As argued in last week’s installment, the Great Lakes model for Book of Mormon geography has a number of geographical inconsistencies and dilemmas. The problems for this model extend beyond geographical issues, however.
Great Lakes proponents often associate Nephites with the Hopewell tradition of the Great Lakes region (a loose cluster of early Native American cultures that shared common aspects). The Jaredites are said to correspond with the Archaic or Adena periods. In a review of several books which propose a Great Lakes geography, professional archaeologist Dr. John Clark pointed out that we need to look at more than just evidence for the existence of people in the right times and places.
"(W)e must question if they lived in the manner described in the text and if the content is right. It is essential to make a clear distinction here between archaeological evidence for occupation and evidence of a people's cultural attainments. All the (Great Lakes) books considered here blur this distinction and take evidence of human occupation in the New York area as evidence of past civilizations.”
“Civilization,” explains Clark, is a technical term with a special meaning in archaeology that typically denotes complex societies with cities and kings — a basic requirement for the Book of Mormon.
"Adena and Hopewell peoples lived in Pennsylvania and western New York, but this region represented the impoverished fringe or cultural backwater of their culture.”
According to Clark, the archaeological record for the New York region paints a picture of “a long record of small bands of hunters and gatherers (berry eaters) who lived there for millennia.”

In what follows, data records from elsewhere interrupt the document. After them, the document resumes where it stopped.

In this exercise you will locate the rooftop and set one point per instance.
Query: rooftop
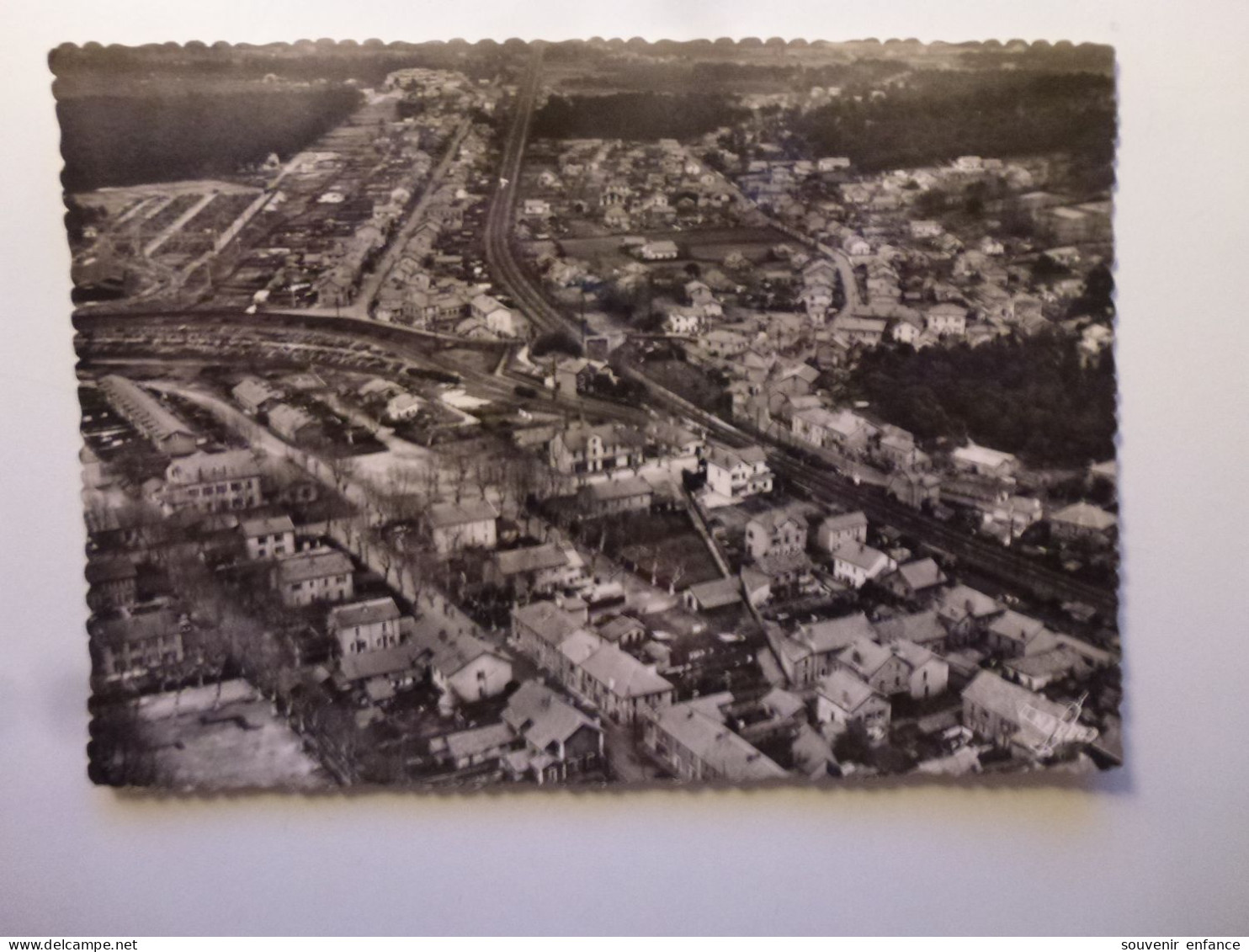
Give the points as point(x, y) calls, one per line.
point(534, 559)
point(444, 515)
point(624, 675)
point(922, 574)
point(722, 753)
point(717, 593)
point(1084, 515)
point(449, 652)
point(370, 613)
point(542, 717)
point(312, 565)
point(268, 526)
point(844, 690)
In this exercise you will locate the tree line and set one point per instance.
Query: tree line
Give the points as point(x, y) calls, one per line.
point(635, 115)
point(936, 116)
point(126, 140)
point(1034, 396)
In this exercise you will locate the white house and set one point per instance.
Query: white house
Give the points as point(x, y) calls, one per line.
point(985, 461)
point(737, 474)
point(856, 564)
point(946, 317)
point(657, 252)
point(372, 625)
point(461, 665)
point(273, 537)
point(843, 699)
point(844, 528)
point(404, 407)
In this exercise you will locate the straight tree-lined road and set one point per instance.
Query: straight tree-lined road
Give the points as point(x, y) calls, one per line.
point(1013, 570)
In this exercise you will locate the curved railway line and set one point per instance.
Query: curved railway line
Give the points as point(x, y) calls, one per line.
point(338, 337)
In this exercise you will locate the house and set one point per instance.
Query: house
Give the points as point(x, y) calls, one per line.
point(722, 343)
point(946, 319)
point(683, 322)
point(582, 449)
point(923, 629)
point(498, 320)
point(869, 332)
point(1014, 635)
point(113, 580)
point(622, 630)
point(844, 701)
point(320, 575)
point(843, 431)
point(477, 746)
point(268, 537)
point(983, 461)
point(843, 528)
point(164, 428)
point(131, 645)
point(915, 489)
point(404, 407)
point(856, 247)
point(878, 666)
point(965, 613)
point(616, 218)
point(1013, 717)
point(572, 375)
point(927, 673)
point(716, 593)
point(699, 293)
point(808, 652)
point(832, 162)
point(776, 531)
point(657, 252)
point(856, 564)
point(556, 640)
point(253, 394)
point(460, 665)
point(384, 671)
point(213, 482)
point(622, 688)
point(694, 742)
point(915, 581)
point(1082, 521)
point(1038, 671)
point(561, 742)
point(371, 625)
point(295, 425)
point(536, 569)
point(738, 474)
point(897, 450)
point(454, 526)
point(924, 227)
point(784, 570)
point(676, 445)
point(611, 497)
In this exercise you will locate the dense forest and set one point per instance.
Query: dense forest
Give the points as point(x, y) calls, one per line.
point(368, 62)
point(936, 116)
point(126, 140)
point(634, 115)
point(1027, 396)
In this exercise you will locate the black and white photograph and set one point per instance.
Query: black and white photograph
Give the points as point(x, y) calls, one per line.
point(595, 412)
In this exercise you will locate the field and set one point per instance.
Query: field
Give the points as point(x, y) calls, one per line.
point(660, 545)
point(232, 743)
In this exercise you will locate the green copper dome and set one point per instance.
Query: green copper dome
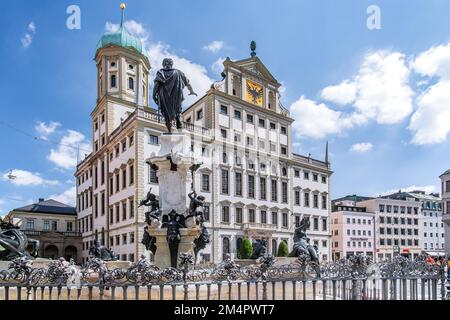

“In summary,” explains Clark, “the archaeology of New York is persuasive evidence that Book of Mormon peoples did not live there.” The archaeological record of that region and time lacks evidence for cities, corn agriculture, fortifications and dense populations. “Therefore, New York is not Book of Mormon country, and we should be looking elsewhere. ….”
LDS researcher Douglas Christensen — board member of the Book of Mormon Archaeological Forum — lists several reasons why he feels the Hopewell Indians do not match what the Book of Mormon text requires of the people. Likewise, Dr. John Sorenson, a retired New World anthropologist, offers several reasons why he doesn’t believe that the Great Lakes region and cultures match the Book of Mormon text. Among their lists are the following:
1. While the Book of Mormon cultures were literate, there is no evidence of literacy among any Great Lakes cultures during Book of Mormon times.
2. The Book of Mormon recounts the stories of numerous fierce large-scale wars. There is no evidence of such warfare among the Hopewell.
3. While the Book of Mormon talks of many “cities” and even “great cities” between 1500 B.C. and A.D. 400, not a single such city has been documented in North America in that period.
4. While the Book of Mormon mentions only four women by name in the entire book, the Hopewell culture was a matriarchal society.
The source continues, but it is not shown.